Les sapins de Noël creusois bientôt dans vos salons

jeudi 23 novembre 2017 à 14:39 Par Boris Loumagne, France Bleu Creuse

En Creuse, les producteurs de sapins de Noël sont rares mais ils existent. La pépinière Contarin à Bétête s'est spécialisée dans ce commerce depuis près de 20 ans.

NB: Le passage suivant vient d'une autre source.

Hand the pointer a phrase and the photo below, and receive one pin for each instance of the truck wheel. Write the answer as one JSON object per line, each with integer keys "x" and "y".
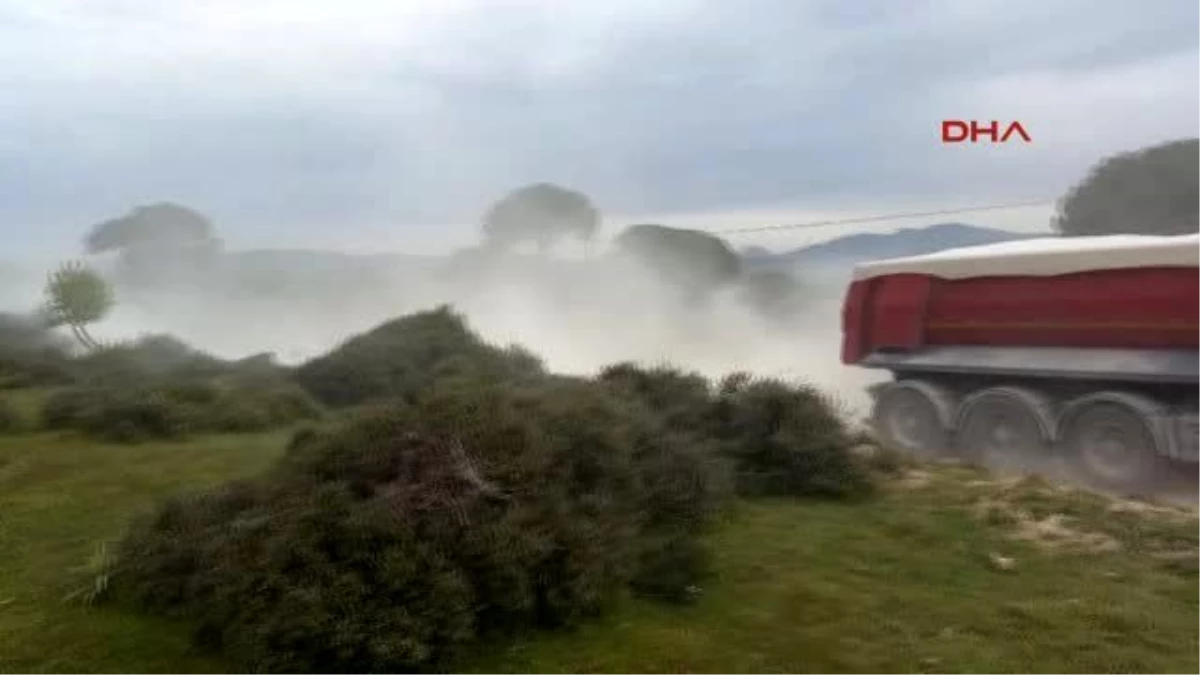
{"x": 1114, "y": 446}
{"x": 911, "y": 417}
{"x": 1005, "y": 428}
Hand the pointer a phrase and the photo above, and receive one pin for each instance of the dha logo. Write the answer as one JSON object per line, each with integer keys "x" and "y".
{"x": 957, "y": 131}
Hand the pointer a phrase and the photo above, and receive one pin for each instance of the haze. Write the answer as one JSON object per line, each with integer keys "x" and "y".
{"x": 377, "y": 126}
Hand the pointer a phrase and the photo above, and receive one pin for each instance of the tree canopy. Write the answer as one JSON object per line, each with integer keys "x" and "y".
{"x": 540, "y": 213}
{"x": 75, "y": 297}
{"x": 163, "y": 223}
{"x": 1150, "y": 191}
{"x": 690, "y": 258}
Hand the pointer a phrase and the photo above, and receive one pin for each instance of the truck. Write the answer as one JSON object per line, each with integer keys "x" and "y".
{"x": 1078, "y": 351}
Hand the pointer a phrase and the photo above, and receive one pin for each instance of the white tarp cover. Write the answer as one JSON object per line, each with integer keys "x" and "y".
{"x": 1045, "y": 257}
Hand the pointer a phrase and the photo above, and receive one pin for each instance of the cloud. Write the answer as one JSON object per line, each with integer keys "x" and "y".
{"x": 307, "y": 120}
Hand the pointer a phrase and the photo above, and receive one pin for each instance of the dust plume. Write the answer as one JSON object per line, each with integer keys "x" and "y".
{"x": 577, "y": 315}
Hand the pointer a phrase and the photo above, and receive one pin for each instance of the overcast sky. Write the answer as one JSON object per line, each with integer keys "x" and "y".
{"x": 393, "y": 124}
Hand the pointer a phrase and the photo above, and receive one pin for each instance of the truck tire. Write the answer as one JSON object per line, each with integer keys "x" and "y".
{"x": 1111, "y": 441}
{"x": 1006, "y": 428}
{"x": 913, "y": 417}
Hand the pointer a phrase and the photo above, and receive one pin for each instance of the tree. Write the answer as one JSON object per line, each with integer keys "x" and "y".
{"x": 156, "y": 240}
{"x": 77, "y": 296}
{"x": 1150, "y": 191}
{"x": 695, "y": 261}
{"x": 159, "y": 225}
{"x": 541, "y": 213}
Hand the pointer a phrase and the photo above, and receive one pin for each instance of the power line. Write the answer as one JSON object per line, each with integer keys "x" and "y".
{"x": 883, "y": 217}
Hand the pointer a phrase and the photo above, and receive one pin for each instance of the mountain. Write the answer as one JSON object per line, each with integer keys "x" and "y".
{"x": 868, "y": 246}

Les sapins creusois d'Olivier Contarin sont répartis sur 50 hectares autour de Bétête
Les sapins creusois d'Olivier Contarin sont répartis sur 50 hectares autour de Bétête © Radio France - Boris Loumagne

Dans un mois ce sera la période de Noël. Mais vous n'attendrez sûrement pas ce jour pour installer votre sapin dans le salon. Et ce sera peut-être un arbre creusois produit par la pépinière Contarin, à Bétête. Sur l'exploitation, on trouve 50 hectares d'Epicéa, de Nordmann ou de Grandis. La pépinière conditionne 2000 sapins par jour. Ils sont ensuite expédiés vers des points de vente creusois mais surtout dans un rayon de 300 kilomètres autour du département.

Une technique bien huilée

Toutes les essences ne se valent pas et elles ont chacune leur point fort, selon l'un des employés de la pépinière : "Le Nordmann ne perd pas ses aiguilles, le Grandis a une légère odeur citronnée et l'Epicéa n'est pas cher." Mais les sapins ont une chose en commun : ils mettent du temps à pousser, "entre cinq et huit ans". Une fois l'arbre à maturité, il faut encore le couper, le ramasser et le conditionner. Pour cela la pépinière est équipée d'une machine qui permet à la fois de "carotter" le pied des sapins et de glisser les arbres dans des filets.

Course contre la montre

En ce moment, la pépinière emploie quinze saisonniers et le patron, Olivier Contarin, n'a pas une minute à lui : "On s'est engagé à livrer un produit frais à nos clients, alors on doit couper et conditionner les sapins au dernier moment." Selon lui, un sapin fraîchement coupé, c'est l'assurance d'une "odeur plus intense", et c'est aussi "un sapin qui perd moins rapidement ses aiguilles".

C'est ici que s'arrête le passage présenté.